Dean frowned and aimed his light and gun down the hall. "Sam? Bobby?" he called, but there was no reply. His instincts told him it was neither of them, and he let a slow smile spread over his face as the familiar rush of adrenaline began to course through him. He started forward toward the stairs and kept his footsteps light and soundless, all his senses focused on the end of the hall where the noise had come from.
He stopped as he came abreast of the last door and used the toe of his left boot to nudge it open. Dean swung into the room, leading with his gun and the light. It was another nearly empty room with only the decaying frame of a bed against one wall and an old steamer trunk beneath the window on the far wall. He nearly turned and left before his eyes caught on a door to his right. It was tall and narrow and probably a closet, and as Dean watched, it shifted slightly. He brought his gun back up and aimed at the door.

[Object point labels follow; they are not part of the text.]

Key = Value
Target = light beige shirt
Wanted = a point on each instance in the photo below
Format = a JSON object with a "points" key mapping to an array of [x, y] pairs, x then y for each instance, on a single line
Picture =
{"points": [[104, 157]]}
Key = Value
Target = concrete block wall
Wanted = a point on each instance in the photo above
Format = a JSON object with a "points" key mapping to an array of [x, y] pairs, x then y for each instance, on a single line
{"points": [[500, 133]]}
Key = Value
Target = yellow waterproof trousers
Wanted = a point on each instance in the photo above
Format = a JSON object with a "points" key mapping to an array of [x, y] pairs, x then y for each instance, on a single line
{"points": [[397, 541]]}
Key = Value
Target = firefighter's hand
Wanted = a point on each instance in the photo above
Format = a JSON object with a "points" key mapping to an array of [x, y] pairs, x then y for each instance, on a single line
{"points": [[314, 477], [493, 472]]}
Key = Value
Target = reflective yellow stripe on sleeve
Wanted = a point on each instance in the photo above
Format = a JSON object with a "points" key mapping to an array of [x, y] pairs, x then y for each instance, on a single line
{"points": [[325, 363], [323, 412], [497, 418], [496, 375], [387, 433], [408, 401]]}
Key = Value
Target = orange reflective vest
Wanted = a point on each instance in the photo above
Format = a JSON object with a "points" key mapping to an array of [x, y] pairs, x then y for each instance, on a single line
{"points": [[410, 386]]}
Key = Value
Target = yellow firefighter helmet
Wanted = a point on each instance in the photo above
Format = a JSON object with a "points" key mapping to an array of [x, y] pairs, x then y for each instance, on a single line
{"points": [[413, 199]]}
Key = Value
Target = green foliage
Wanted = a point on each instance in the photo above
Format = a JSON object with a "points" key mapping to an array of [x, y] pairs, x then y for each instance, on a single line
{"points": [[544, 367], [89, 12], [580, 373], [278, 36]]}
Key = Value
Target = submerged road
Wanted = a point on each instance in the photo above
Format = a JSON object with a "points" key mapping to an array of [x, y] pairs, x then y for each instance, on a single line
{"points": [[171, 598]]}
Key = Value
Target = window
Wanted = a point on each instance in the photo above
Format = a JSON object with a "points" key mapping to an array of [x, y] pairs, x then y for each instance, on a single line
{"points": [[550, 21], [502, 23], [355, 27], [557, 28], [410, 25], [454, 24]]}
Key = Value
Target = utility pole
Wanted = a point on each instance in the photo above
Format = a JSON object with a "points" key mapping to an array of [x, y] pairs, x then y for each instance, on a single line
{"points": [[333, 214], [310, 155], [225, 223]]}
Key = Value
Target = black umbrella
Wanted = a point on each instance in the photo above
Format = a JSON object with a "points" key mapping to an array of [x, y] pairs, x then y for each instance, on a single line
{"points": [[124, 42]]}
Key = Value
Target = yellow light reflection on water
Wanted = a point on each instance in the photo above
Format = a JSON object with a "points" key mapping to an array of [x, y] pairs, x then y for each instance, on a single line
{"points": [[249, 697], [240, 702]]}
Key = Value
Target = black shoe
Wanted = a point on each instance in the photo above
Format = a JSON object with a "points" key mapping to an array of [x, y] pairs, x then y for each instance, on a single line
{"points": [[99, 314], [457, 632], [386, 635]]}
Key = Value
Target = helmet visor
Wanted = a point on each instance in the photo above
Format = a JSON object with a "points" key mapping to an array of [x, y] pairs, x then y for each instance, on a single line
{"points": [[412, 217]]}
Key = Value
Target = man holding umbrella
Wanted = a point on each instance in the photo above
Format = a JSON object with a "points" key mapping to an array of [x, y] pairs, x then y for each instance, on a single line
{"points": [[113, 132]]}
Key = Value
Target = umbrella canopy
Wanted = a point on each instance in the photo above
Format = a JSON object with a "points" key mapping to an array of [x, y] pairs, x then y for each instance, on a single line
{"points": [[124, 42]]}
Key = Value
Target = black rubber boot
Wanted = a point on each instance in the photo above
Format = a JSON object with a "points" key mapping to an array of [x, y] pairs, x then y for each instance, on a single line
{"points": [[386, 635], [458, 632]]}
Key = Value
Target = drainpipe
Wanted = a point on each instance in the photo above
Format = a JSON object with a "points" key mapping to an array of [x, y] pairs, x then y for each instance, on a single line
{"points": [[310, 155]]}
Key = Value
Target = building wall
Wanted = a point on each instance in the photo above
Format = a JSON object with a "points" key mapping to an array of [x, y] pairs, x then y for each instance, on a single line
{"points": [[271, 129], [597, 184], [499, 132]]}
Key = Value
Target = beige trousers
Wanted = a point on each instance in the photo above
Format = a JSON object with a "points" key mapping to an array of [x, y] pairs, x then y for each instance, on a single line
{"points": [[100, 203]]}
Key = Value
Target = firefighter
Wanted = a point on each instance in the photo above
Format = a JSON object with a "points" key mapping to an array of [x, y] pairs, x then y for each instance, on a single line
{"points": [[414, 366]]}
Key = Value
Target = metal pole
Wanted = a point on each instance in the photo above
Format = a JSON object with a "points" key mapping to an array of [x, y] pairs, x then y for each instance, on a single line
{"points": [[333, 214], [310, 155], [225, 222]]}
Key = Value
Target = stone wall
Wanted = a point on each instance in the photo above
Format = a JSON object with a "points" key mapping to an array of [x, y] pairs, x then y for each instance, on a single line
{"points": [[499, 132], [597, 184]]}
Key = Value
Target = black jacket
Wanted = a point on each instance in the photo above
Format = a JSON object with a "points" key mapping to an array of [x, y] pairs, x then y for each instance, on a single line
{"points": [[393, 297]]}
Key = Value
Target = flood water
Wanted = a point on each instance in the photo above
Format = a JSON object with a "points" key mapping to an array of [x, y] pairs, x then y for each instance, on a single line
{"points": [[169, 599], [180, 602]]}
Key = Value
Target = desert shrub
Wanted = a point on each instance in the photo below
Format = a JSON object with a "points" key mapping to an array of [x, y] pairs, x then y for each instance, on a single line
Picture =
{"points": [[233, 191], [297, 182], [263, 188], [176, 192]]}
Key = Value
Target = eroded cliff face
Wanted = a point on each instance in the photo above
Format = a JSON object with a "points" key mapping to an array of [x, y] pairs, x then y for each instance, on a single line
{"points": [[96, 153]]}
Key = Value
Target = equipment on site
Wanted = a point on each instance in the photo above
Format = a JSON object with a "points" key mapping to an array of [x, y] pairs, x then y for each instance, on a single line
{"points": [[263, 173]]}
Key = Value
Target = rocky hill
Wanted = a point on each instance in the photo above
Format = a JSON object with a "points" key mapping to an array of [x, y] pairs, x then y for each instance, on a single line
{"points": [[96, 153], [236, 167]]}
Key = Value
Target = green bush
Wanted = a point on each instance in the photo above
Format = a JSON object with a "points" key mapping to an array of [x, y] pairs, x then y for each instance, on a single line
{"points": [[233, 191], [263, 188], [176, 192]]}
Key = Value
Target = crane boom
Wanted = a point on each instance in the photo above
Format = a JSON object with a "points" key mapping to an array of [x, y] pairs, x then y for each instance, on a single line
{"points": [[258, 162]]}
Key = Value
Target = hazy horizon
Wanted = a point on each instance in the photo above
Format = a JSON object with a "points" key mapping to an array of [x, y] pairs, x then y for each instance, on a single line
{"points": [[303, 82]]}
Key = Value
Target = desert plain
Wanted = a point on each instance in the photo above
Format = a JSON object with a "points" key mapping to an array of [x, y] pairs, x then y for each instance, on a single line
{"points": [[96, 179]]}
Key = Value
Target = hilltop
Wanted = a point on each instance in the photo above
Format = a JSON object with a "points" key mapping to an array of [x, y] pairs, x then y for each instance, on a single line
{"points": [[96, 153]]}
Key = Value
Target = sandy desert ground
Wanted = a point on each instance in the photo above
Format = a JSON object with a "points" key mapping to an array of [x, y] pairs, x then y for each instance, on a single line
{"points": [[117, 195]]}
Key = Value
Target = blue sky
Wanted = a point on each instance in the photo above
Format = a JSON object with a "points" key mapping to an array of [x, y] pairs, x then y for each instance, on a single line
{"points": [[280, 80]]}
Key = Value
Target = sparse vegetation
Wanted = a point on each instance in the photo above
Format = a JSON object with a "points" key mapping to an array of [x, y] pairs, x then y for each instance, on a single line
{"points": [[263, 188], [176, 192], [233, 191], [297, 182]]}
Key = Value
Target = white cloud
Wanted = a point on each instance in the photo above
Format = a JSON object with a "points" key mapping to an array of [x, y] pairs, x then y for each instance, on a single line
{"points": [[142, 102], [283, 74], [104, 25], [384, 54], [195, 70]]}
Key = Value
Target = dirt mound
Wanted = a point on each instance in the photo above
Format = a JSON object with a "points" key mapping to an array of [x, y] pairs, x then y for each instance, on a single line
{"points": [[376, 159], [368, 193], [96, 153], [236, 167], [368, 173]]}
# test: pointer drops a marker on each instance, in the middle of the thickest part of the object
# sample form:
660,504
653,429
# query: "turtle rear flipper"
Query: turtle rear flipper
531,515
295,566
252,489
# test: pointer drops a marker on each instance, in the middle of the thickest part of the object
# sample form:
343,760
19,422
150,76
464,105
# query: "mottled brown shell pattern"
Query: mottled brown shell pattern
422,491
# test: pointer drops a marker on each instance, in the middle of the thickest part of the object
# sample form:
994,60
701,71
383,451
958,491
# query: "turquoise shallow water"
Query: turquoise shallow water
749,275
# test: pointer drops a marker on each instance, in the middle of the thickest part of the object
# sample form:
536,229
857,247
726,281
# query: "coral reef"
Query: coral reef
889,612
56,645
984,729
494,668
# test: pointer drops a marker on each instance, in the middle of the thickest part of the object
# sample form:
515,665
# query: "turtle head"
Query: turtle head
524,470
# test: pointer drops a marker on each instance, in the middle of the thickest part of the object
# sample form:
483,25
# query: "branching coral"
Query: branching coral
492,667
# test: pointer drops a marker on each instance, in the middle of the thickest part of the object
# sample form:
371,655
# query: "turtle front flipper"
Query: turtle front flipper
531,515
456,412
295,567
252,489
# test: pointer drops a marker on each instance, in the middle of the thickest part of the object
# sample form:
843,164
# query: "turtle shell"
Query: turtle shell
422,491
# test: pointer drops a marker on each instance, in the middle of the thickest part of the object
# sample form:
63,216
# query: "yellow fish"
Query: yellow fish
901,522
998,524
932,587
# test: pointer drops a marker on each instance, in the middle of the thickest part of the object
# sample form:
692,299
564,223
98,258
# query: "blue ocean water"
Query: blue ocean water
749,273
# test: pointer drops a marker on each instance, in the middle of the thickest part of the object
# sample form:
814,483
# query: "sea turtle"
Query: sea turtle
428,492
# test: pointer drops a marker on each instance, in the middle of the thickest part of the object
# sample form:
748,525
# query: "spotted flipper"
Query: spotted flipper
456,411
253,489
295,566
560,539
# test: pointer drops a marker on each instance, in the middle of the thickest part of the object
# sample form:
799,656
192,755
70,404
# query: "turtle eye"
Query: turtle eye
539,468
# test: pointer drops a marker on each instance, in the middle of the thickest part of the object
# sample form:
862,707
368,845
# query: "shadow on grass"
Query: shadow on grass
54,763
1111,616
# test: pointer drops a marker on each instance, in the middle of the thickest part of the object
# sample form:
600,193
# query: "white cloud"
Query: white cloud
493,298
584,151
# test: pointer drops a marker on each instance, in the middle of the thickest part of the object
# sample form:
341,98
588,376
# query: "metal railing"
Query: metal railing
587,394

He took a step further into the room and froze as something wet splatted onto his outstretched hands around the grip of his gun. It was warm, and Dean watched it slide off the back of his hand with a sinking feeling.
"Crap," he breathed. Dean swallowed and jerked his gun up toward the ceiling as he spun and threw himself backward and, he hoped, away from the thing about to kill him. Something massive and dark dropped from the high ceiling above the door nearly onto Dean's head. He fired a round where he hoped the head was and gasped in a breath as it spun with a roar and vanished through the open door into the hall.
"Holy shit! No, you don't!" Dean scrambled to his feet and out into the hall. He heard Bobby's voice calling from downstairs. "I got it!" he shouted. He ran, following the sound of thundering steps down the hall. Dean skidded to a stop on the landing of the stairs just in time to see the thing, whatever it was, vanish up them. "Shit. Shit! Bobby! It's going up! Sam!"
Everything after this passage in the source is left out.